We’ve even seen referral spammers try such nonsensical techniques as trying to disguise themselves as Google. Why? Who knows?
Here is what we see on our side:
It’s particularly troubling if your site is relatively new Australia Phone number and is not yet getting much legitimate web traffic. The spam percentages are much higher, and will skew your data much more than if your site has thousands of hits a day.
Here’s an example of a personal site of mine. I haven’t paid much attention to it, so it doesn’t get a lot of hits. But with a quick look at the orange segment, you can see that only 80% of the traffic recorded in Analytics is legitimate. 20% is spam traffic!
The bottom line is that you need clean data to make informed decisions about your website. And to do that, you need to address and clean up this mess.
Start now, because they are only going to improve their game.
Ever Wonder How Easy It Is?
A single referrer record in analytics is a single “page load”
That tracking “page load” took 0.001 seconds on a server somewhere. At the same time, that server was also loading 100 other “page loads” for different sites to muscle their way into everyone’s GA account.
When you consider how easy it is to buy another (twenty) $5 host, you’ll really grasp the how easy it is for this system to get way out of hand.
If the ROI is there, this problem gets far worse before it gets any better.
Coming Up Short: Tactics that Don’t Take it All the Way
This issue first became known to the public a few years ago when a mysterious online service called Semalt (hate these jerks) started to use the technique to appear on Analytics reports.
And, as always, social media reacted.
If you don’t believe them, believe me. It was everywhere–It’s still rampant.
But with a big problem comes an innovative solution, or so we thought.
As it turns out, these spammers are so active, and their technique is so good, that many techniques pitched as being a “solution” did not work.
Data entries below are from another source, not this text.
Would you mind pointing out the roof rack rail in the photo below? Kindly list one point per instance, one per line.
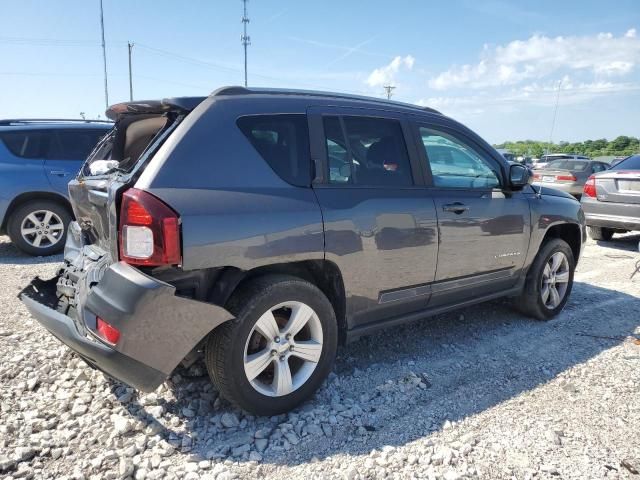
(237, 90)
(22, 121)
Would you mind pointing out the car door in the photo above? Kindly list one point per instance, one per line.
(380, 230)
(65, 152)
(483, 228)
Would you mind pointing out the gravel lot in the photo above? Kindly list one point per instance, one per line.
(480, 393)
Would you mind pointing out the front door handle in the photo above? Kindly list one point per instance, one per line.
(456, 208)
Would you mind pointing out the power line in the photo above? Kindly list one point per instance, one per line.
(389, 89)
(104, 58)
(555, 112)
(130, 47)
(245, 39)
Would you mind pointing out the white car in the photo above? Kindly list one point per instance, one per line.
(557, 156)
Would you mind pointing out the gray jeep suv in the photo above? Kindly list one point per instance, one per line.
(260, 228)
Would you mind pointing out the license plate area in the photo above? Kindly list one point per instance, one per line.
(632, 186)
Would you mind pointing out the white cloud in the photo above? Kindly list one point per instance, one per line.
(387, 75)
(540, 56)
(532, 94)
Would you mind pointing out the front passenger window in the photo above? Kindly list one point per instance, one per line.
(454, 164)
(366, 151)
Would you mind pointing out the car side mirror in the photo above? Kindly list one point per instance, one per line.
(519, 176)
(345, 170)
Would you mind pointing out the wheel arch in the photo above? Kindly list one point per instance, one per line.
(322, 273)
(570, 233)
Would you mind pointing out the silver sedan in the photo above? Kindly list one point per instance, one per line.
(568, 175)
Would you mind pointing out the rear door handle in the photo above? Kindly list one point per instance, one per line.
(456, 208)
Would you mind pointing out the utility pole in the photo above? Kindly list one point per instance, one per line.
(555, 112)
(246, 40)
(104, 58)
(130, 47)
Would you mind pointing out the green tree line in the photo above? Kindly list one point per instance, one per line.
(621, 146)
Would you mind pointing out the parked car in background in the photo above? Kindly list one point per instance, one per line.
(611, 200)
(510, 157)
(545, 159)
(37, 160)
(261, 227)
(568, 175)
(616, 160)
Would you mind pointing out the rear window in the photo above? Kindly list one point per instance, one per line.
(72, 144)
(27, 144)
(629, 163)
(573, 165)
(283, 142)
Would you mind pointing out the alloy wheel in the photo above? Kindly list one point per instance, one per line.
(555, 280)
(283, 349)
(42, 228)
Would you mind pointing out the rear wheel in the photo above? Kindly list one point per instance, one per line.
(549, 281)
(600, 233)
(278, 350)
(39, 227)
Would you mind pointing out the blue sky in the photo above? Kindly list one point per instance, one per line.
(494, 65)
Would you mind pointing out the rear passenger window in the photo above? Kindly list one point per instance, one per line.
(366, 151)
(72, 145)
(283, 141)
(454, 164)
(25, 144)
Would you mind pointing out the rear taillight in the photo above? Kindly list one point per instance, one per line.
(569, 178)
(590, 187)
(107, 332)
(149, 230)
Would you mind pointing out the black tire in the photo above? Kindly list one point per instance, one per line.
(600, 233)
(23, 211)
(530, 301)
(225, 348)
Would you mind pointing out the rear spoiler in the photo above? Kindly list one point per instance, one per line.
(178, 104)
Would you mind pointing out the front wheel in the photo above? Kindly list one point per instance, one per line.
(278, 350)
(549, 281)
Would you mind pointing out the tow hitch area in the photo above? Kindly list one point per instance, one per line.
(157, 329)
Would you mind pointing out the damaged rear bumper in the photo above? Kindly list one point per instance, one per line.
(157, 328)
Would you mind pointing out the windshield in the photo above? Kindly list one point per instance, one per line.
(629, 163)
(573, 165)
Hell, you’ve probably tried a few of them yourself.
In preparation for this article, I went through my considerable amount of browser bookmarks and my Pocket archive to find all of the guides I had used before prioritizing this in-house fix for our team.
Techniques that do not actually solve this problem include:
- Changing your .htcaccess file — This method will not work with advanced tactics. Ghost spam never touches your site therefore renders this method useless.
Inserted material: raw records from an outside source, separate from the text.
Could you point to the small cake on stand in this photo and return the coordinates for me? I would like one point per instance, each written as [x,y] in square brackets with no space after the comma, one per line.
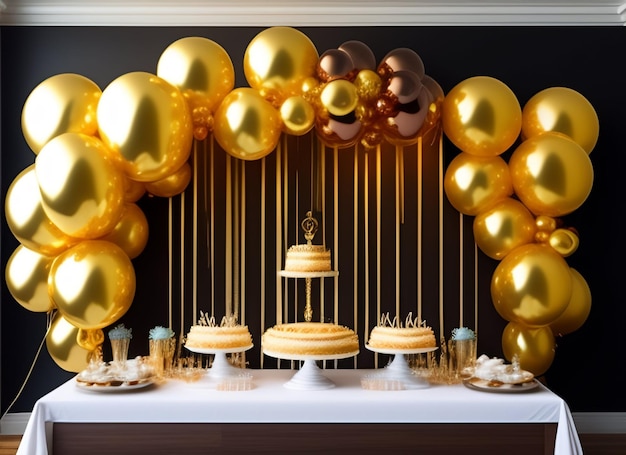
[309,341]
[228,337]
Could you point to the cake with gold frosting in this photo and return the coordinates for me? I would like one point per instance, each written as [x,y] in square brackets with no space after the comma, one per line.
[307,258]
[309,339]
[207,334]
[392,334]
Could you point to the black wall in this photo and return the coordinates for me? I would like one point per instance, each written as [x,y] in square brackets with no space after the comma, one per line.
[590,363]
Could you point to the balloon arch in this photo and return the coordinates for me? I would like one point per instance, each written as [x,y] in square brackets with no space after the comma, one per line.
[75,215]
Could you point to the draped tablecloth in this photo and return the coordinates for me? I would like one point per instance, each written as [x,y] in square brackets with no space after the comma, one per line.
[268,401]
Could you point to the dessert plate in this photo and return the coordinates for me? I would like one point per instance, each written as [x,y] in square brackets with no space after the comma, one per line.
[484,385]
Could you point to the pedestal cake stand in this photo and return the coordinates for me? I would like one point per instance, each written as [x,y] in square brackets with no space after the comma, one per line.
[221,369]
[399,370]
[309,376]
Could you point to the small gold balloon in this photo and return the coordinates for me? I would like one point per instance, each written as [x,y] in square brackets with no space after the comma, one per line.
[531,285]
[92,284]
[298,116]
[26,275]
[171,185]
[564,241]
[473,183]
[278,60]
[561,110]
[551,174]
[503,227]
[82,191]
[64,103]
[63,346]
[534,347]
[145,122]
[482,116]
[131,231]
[577,310]
[90,339]
[339,97]
[246,125]
[27,219]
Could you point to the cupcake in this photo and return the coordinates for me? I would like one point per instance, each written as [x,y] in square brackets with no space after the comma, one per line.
[120,337]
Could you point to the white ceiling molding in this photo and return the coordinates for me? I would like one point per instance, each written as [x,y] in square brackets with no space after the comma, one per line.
[308,13]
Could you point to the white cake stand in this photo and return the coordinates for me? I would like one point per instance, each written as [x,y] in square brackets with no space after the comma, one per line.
[221,369]
[399,370]
[309,376]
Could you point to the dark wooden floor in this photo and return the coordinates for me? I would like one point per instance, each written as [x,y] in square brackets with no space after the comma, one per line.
[593,444]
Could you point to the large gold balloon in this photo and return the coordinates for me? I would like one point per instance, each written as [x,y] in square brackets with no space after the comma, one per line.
[92,284]
[482,116]
[578,308]
[531,285]
[131,231]
[503,227]
[145,122]
[26,275]
[298,116]
[534,347]
[64,103]
[82,191]
[28,220]
[246,125]
[474,183]
[561,110]
[171,185]
[277,61]
[204,73]
[63,347]
[551,174]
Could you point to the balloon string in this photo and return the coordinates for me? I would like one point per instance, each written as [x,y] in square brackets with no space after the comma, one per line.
[32,365]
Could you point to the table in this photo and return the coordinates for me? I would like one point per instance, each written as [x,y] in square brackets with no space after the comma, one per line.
[187,418]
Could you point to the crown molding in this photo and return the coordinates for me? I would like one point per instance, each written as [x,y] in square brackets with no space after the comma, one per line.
[308,13]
- Using the referral exclusion/blocking list (read more) — Good setup but no updates.
- Sourcing exclusion lists into exclusion filters — Only excludes and blocks future spam & does nothing about the referrers from yesteryear.
The only one that really came close was the exclusion filter. The real problem there was that it was very difficult to find current and consistently-updated lists. Many of the founders/creators of such lists just weren’t actually invested in keeping a solution updated.
The constant maintenance required to keep a list like that up is prohibitive to it being an effective solution to the problem, especially when there is no profit in doing so.
The Missing Puzzle Piece
To be reasonable and effective, a solution to identify and weed out ghost and referral spam traffic would need to be:
- Very regularly updated
- Retroactive to past data
- Sourced from a large base of data
Using those principles as guidelines, we crafted the process that works so well for us now.
Step 1: Using Segments to Filter and Block Spam
Just in case you need a refresher:
- Filters allow you to include or block data from your reporting data set. Keep in mind that filters are destructive. Anything you filter and block, accidentally or otherwise is gone forever. They also cannot edit past data.
- Segments, on the other hand, are a subset of users or sessions. You can turn segments on and off, as they are not destructive, and can be applied to past data.